Remarks at the NC Holocaust Commemoration
Raleigh, NC - "Has the like of this happened in your days or in the days of your ancestors?" asks the prophet Joel. "Tell your children about it, and let your children tell their children, and their children the next generation" (1: 2-3). That is why we gather today: to remember, to speak, to teach and learn.
Each year the Holocaust Museum chooses a theme for special emphasis. This year's theme is "Choosing to Act: Stories of Rescue." One particularly moving story involves the island of Zakynthos in Greece. In September, 1943, Nazi officials ordered the island's mayor, Loukas Karrer, to hand over a list of the 275 Jews living in Zakynthos. Karrer turned to Greek Orthodox Bishop Chrysostomos for help. While the bishop negotiated for their lives, most of the island's Jews fled into the remote mountain villages, where they were hidden by non-Jewish residents. When the Nazi commander again made his demand, Chrysostomos presented a list with just two names – his own and the mayor's. "Here," he said, "are your Jews." A year later, the two men defied another German demand to deport the Jews of Zakynthos. Thanks to the leaders' continued courage and the villagers' steadfast refusal to betray their Jewish neighbors, all of the Jews of Zakynthos survived the war. In the rest of Greece, more than 80 percent of the Jewish population was killed in the Holocaust.
While we are heartened by stories of humanity and courage, we know that for each person who was rescued and survived the Holocaust, countless more were killed. And we understand that in our own day we can best honor the memory of those millions of victims by countering indifference with viligence, and apathy with action.

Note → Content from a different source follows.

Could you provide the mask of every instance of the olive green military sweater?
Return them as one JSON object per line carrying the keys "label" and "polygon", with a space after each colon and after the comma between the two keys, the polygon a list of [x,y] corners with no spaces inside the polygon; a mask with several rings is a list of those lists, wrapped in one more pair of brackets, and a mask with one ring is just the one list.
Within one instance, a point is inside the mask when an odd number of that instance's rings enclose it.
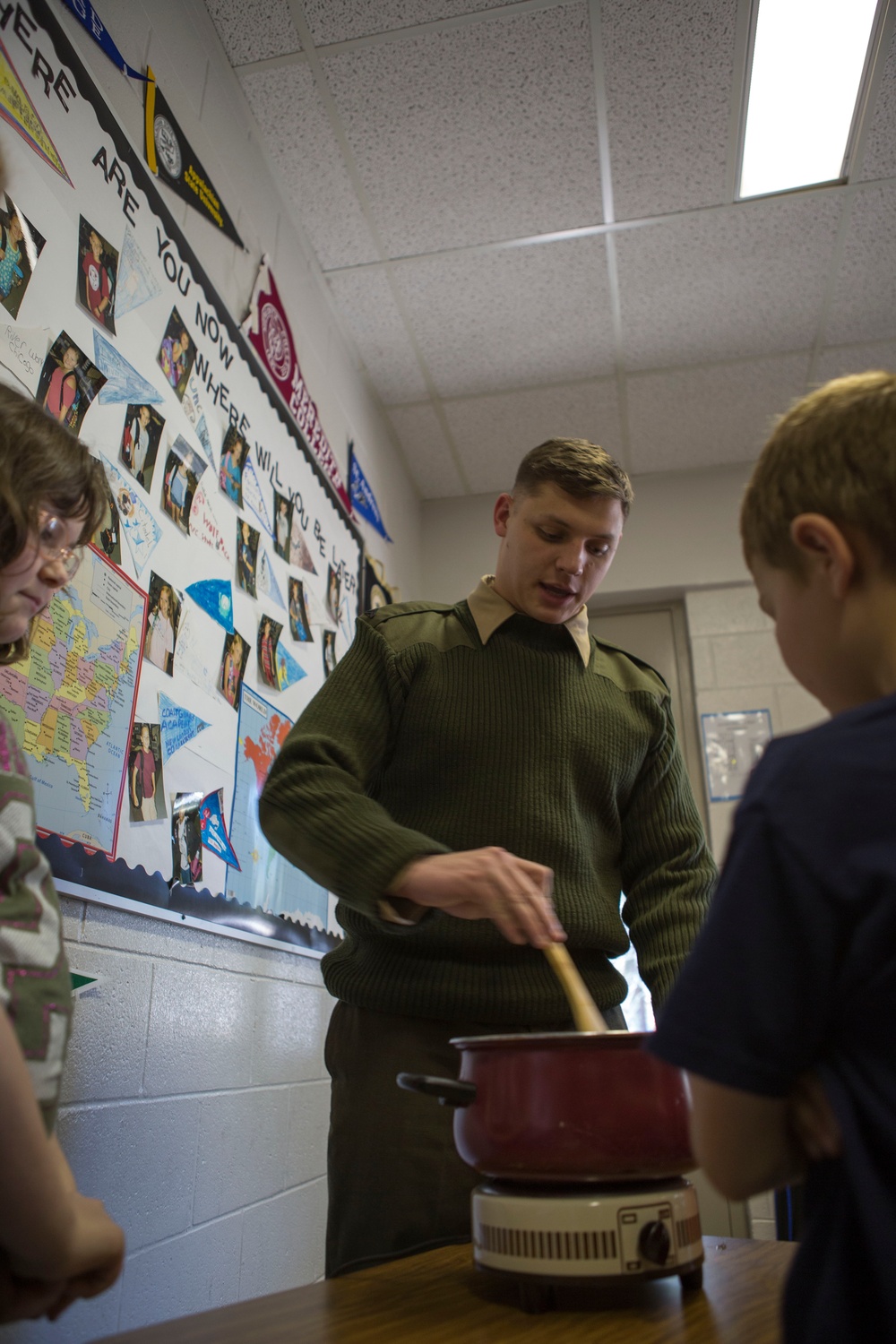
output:
{"label": "olive green military sweater", "polygon": [[626,993],[607,960],[626,950],[626,925],[654,1004],[665,1000],[715,880],[662,679],[594,638],[586,665],[566,626],[520,613],[484,642],[466,601],[359,620],[286,738],[259,818],[339,896],[330,993],[415,1017],[570,1021],[547,958],[490,921],[383,918],[414,859],[502,845],[551,867],[567,946],[600,1007]]}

This inevitably compels our attention to what President Obama at the Holocaust Museum last week referred to as the "madness that can sweep through peoples, sweep through nations and embed itself. The killings in Cambodia, the killings in Rwanda, the killings in Bosnia, the killings in Darfur... the awful extreme of a spectrum of ignorance and intolerance that we see every day."
Sometimes our interventions make a difference. I had a surprisingly hopeful visit to Libya last month, where the efforts of NATO, led by our country, may well have prevented mass killings and have set that country on a still-difficult path toward human rights and democracy. This summer I hope to visit South Sudan, the world's newest country, still in a perilous situation, but the product of determined diplomacy that saved thousands of lives. On that same occasion at the Holocaust Museum last week, Elie Wiesel spoke out about Syria and the horrors being perpetrated at this moment against its people by the Assad regime. The Syrian situation is about as complicated and difficult as international diplomacy can get, but we and our allies have tools at our disposal, and we must work tirelessly to use them with effect.
Thank you again to the North Carolina Council on the Holocaust for bringing us together on this occasion that compels us to remember, to speak, to teach and learn – and to search our minds and hearts to discern ways large and small that each of us may act on our resolve, "Never again."